El miedo del colapso casi fue al principio, cuando hicimos las primeras proyecciones. Veíamos la pendiente de la famosa curva, que no era una pendiente, era una vertical… La sensación era ‘si no somos capaces de frenar esto, estalla el sistema’. Estallan los profesionales, el sistema y la mortalidad se nos hubiera disparado de manera importante. Y una de las cosas que conseguimos fue que no colapsara el sistema y taponar la letalidad. Teníamos muchísima infección, teníamos un epicentro que era Madrid, y cuando se cierran los colegios y las universidades sin parar la movilidad hay una distribución de personas hacia Castilla y León muy importante, y en ese momento empezamos a ver que teníamos que hacer cosas.

 

Era imposible tener todo lo que hacía falta porque hubo una rotura de estocaje a nivel mundial

Se habló mucho en las primeras semanas de la falta de material para los profesionales sanitarios: ¿fue un problema de escasez estructural o era imposible prever el aumento exponencial de necesidades?

Era imposible tener todo lo que hacía falta porque hubo una rotura de estocaje a nivel mundial.
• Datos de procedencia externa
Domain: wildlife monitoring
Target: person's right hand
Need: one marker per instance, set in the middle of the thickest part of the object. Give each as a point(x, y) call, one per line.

Esto había estallado en muchos sitios y había mucha gente comprando, y se rompió en un momento determinado. Inicialmente estábamos tranquilos porque teníamos los equipos de protección que se habían comprado para el ébola y los tenían los centros, pero cuando esto empezó tuvimos que empezar a comprar, luego se frenó un tiempo porque el ministerio estableció el mando único, pero claro, el músculo de compra lo tienen las comunidades autónomas… Al poco tiempo nos volvieron a decir que se podía volver a comprar, pero a nivel mundial se había roto el estocaje.

 

Ha llegado a responder alguna vez que a nadie le importaba más la seguridad de los profesionales que a usted…

Es verdad.

 

Para mi el que hubiera fallecidos entre los profesionales sanitarios era un dolor indescriptible, se me hizo insoportable

¿Lamenta los riesgos que han corrido?

Muchísimo, muchísimo. Pero también es verdad que de la misma manera que lamento lo ocurrido estoy absolutamente segura de que todo mi equipo y yo hemos hecho más allá de nuestras posibilidades para intentar que estuvieran todos protegidos. No me queda ni el más mínimo resquicio de pensar que podríamos haber hecho más: hasta mi secretario general me dijo un día ‘tengo horario de panadero’. Estábamos entregados todos aquí las 24 horas del día intentando taponar el problema.

Yo soy médico y todo lo que le podía suceder a mis compañeros lo vivía como una cosa absolutamente terrible. Para mi el que hubiera fallecidos entre los profesionales sanitarios era un dolor indescriptible, se me hizo insoportable. Pero una vez dicho esto, vuelvo a repetir: no creo que haya nada que dejáramos de hacer en ningún momento. Y si dejamos algo de hacer, no ha sido por falta de trabajo. Las cosas eran muy complicadas.

 

Tenemos muchas cosas pensadas par los sanitarios, pero muchas se resumen con un ‘Gracias’ porque hay cosas que son impagables

 

Seguro que hay muchas grandes lecciones que podemos sacar de lo vivido, y una de ellas es que hay gente que se la ha jugado a tope. Aunque haya sido a fuerza de jugársela en primera línea, ¿le debemos respeto y reconocimiento social y laboral a los profesionales y a la sanidad pública que a veces se les ha escatimado?

Hay que hacer un reconocimiento social y laboral porque ha habido un núcleo de personas bastante importante que han sido médicos, enfermeras… Que han sido lo que yo considero un médico o una enfermera competente, personas que no solo tienen conocimientos, sino que tienen la actitud. La humanidad, la profesionalidad, la ética… Ha habido muchísima gente demostrando lo que es una profesión sanitaria, y no sanitaria, que ha habido mucha gente trabajando a tope. Les debemos mucho por eso estamos con el tema de las gratificaciones, se han valorado los nombres de los centros de salud a los sanitarios fallecidos en actos de servicios, vamos a plantear placas… Tenemos muchas cosas pensadas, pero muchas se resumen con un ‘Gracias’ porque hay cosas que son impagables.

 

A pesar de ello, van a intentar pagarlas…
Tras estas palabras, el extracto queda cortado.